WADA President John Fahey told Australia's Fox Sports that the UCI, which on Monday stripped Armstrong of his seven Tour de France titles, has to "take the blinkers off" and examine its own past.
"Looking back, clearly the doping was widespread," he said. "If that doping was widespread then the question is legitimately put: Who was stopping it? Who was working against it? Why wasn't it stopped? I think it is relevant to ask those questions."
Fahey said he looks forward to seeing what the UCI proposes to do to ensure the Armstrong "debacle" doesn't happen again.
"It's not a question of simply saying we'll rule off the line and go on," he said.
The UCI "clearly have to take the blinkers off, look at the past, examine the people who are there, ask themselves the questions 'are those same people still in the sport and can they proceed forward with those people remaining?'
"I don't think there's any credibility if they don't do that and I think they need to get confidence back into the sport so that its millions of supporters around the world will watch and support the sport going forward. Right now if you were a cycling fan you'd say to yourself 'Why bother?'"
Fahey said "everyone" doped during the Armstrong era and the UCI had to address how such widespread doping went undetected.
"The evidence that was given (to the United States Anti-Doping Agency) by those riders who are teammates of Lance Armstrong, one after the other they said the same thing — that you could not compete unless you were doping."
Mike Turtur, the UCI Oceania delegate and director of the Tour Down Under, told Australian Associated Press there was no point in digging up the past.
"It's an opportunity now for the sport to really start with a clean slate and then draw a line in the sand and say 'from this point on we're going to do all these things that will be in place to try to detect cheats in the sport and make it a better environment for everyone'," he said.

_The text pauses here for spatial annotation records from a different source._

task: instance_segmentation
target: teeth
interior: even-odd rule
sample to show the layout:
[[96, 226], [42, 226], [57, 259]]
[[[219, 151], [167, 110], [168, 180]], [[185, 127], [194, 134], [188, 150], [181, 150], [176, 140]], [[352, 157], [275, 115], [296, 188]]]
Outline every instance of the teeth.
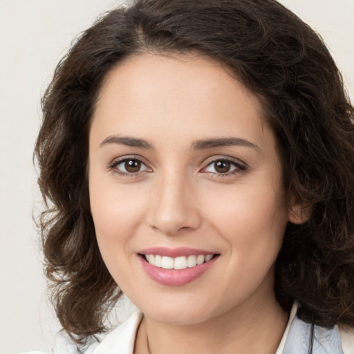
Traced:
[[174, 269], [174, 259], [164, 256], [161, 263], [161, 268], [163, 269]]
[[213, 257], [213, 254], [199, 254], [198, 256], [182, 256], [180, 257], [168, 257], [159, 254], [145, 254], [147, 261], [155, 267], [164, 269], [186, 269], [195, 267], [205, 262], [208, 262]]
[[177, 257], [174, 259], [174, 269], [185, 269], [187, 268], [187, 258]]
[[206, 262], [208, 262], [209, 261], [210, 261], [210, 259], [212, 259], [212, 258], [213, 258], [213, 255], [212, 254], [207, 254], [205, 256], [205, 261]]
[[195, 267], [196, 266], [196, 256], [189, 256], [187, 260], [187, 266], [188, 268]]
[[199, 254], [199, 256], [196, 257], [196, 263], [198, 265], [203, 264], [204, 261], [205, 261], [205, 256], [203, 256], [203, 254]]
[[159, 268], [161, 268], [162, 266], [162, 257], [161, 256], [159, 256], [158, 254], [156, 254], [155, 256], [154, 266], [156, 267], [159, 267]]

Ray Godkin, an Australian former UCI vice-president who still holds the position in an honorary capacity, said in Fairfax newspapers Wednesday that, based on the strength of suspicion he had about Armstrong in the years of the American's dominance in the Tour from 1999 to 2005, greater efforts could have been made by the UCI, USADA, US Cycling, and WADA.
Godkin quit as UCI vice-president in late 2008 after 22 years in the position. He said cycling's doping controls had been far better in recent years, especially with the introduction of the biological blood passport system in his last year of office.
But when asked if he felt there was still a point where Armstrong's doping programme on the US Postal Service team could have been stopped earlier than it was, Godkin said: "US Cycling, they could have been more vigorous because they had been talking about it for a long time — USADA, but also WADA. They are all involved, including the UCI, if you like.
"We are all clever in hindsight," he added. "When you sit down today and think of more things we could have done, and we would have nabbed him but we didn't."